Geopolitical issues causing slower real estate trade and investment in Europe and America may well benefit Asia Pacific, says Yolande Barnes, Director of World Research at Savills.

Visiting Australia this month Yolande outlined how geopolitical disruptions took over from global economic conditions last year as the major driver of trading behaviour in real estate. 

The surprise election of Donald Trump in the US, the rise of extreme populist parties in Europe and tightly contested elections in Italy, Netherlands, France and Germany are all contributing to an uncertain investment environment in the world’s largest real estate markets. 

In 2016 global real estate trading levels dropped by 12% with Europe, the Middle East and Africa (EMEA) region down by 21%. 

According to Yolande “this is significant for the industry and may mean that global trading will once again start tilting away from the USA and Europe and toward Asia again.”

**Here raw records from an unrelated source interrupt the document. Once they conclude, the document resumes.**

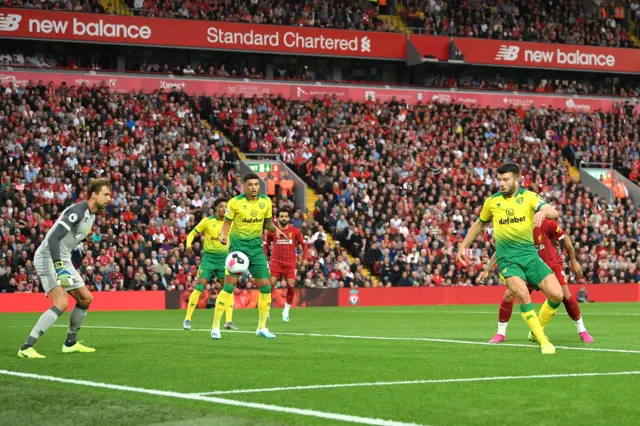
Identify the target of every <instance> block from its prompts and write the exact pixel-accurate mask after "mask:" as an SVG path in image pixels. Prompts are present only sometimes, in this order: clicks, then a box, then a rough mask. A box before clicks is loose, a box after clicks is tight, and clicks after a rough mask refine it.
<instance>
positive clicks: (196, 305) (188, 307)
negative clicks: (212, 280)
mask: <svg viewBox="0 0 640 426" xmlns="http://www.w3.org/2000/svg"><path fill="white" fill-rule="evenodd" d="M203 291H204V286H203V285H202V284H198V285H197V286H196V289H195V290H193V291H192V292H191V296H189V306H187V316H186V317H184V319H185V320H187V321H191V316H192V315H193V311H195V310H196V306H198V301H199V300H200V295H201V294H202V292H203Z"/></svg>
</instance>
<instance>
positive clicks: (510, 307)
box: [498, 299, 513, 322]
mask: <svg viewBox="0 0 640 426" xmlns="http://www.w3.org/2000/svg"><path fill="white" fill-rule="evenodd" d="M512 312H513V302H507V301H506V300H504V299H502V303H500V312H499V313H498V321H500V322H509V320H510V319H511V313H512Z"/></svg>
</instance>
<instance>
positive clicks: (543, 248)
mask: <svg viewBox="0 0 640 426" xmlns="http://www.w3.org/2000/svg"><path fill="white" fill-rule="evenodd" d="M564 237H565V233H564V231H563V230H562V228H561V227H560V225H558V222H556V221H555V220H551V219H545V220H544V222H542V226H539V227H538V226H536V227H535V228H533V238H534V243H535V245H536V249H537V250H538V256H540V258H541V259H542V260H543V261H544V263H546V264H547V265H548V266H562V259H561V258H560V255H559V254H558V251H557V250H556V246H555V242H556V241H560V240H561V239H563V238H564Z"/></svg>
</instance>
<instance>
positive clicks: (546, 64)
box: [454, 37, 640, 73]
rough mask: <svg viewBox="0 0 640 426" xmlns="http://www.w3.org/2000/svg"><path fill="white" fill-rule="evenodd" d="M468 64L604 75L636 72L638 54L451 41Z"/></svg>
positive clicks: (634, 50)
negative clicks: (495, 65)
mask: <svg viewBox="0 0 640 426" xmlns="http://www.w3.org/2000/svg"><path fill="white" fill-rule="evenodd" d="M454 43H455V46H456V47H457V48H458V50H460V52H462V54H463V55H464V59H465V62H467V63H470V64H487V65H502V66H512V67H525V68H550V69H571V70H585V71H604V72H614V71H615V72H624V73H639V72H640V51H639V50H638V49H622V48H616V47H599V46H581V45H575V44H571V45H569V44H553V43H530V42H518V41H509V40H484V39H477V38H460V37H456V38H455V39H454Z"/></svg>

“The Australian market is significant within the Asia Pacific region, and Sydney and Melbourne being world class cities have attracted a significant amount of capital,” she says. 

Other growth cities she named include Shanghai, Beijing and Ho Chi Minh City, with Singapore and Hong Kong declining in growth over the past few years.

“Depending on the risk you are willing to take, within Asia, Vietnam is a great example of high growth and a captive real estate market Ho Chi Minh City probably being the hot spot.

“If you wanted a low risk and less volatile market, you might for example look at Tokyo. It’s not high yield but it has stable income,” Yolande says.

In a world where low interest rates have pushed asset prices including residential property to the full, Yolande says the challenge for real estate investors is finding value. With income now a focus for many investors over capital growth, property in cities in great locations with natural advantages are becoming increasingly sought after. 

“Buyers all over the planet are beginning to recognise that neighbourhoods offering a high quality of life will appreciate in value, not just so many square feet of bricks and mortar,” she says.

Sydney, offering sunshine, beaches and a stable and transparent political system appears well placed for income-seeking property investors. However, the local real estate market is not without challenges Yolande warns.

“I think the biggest challenge for Sydney is its urban form. It's very extensive and low lying and needs a higher density around transport nodes,” she says.

“But equally, there have been some interesting developments recently and new infrastructure investment that will make a big difference to the city. In Sydney there are huge longer term opportunities.”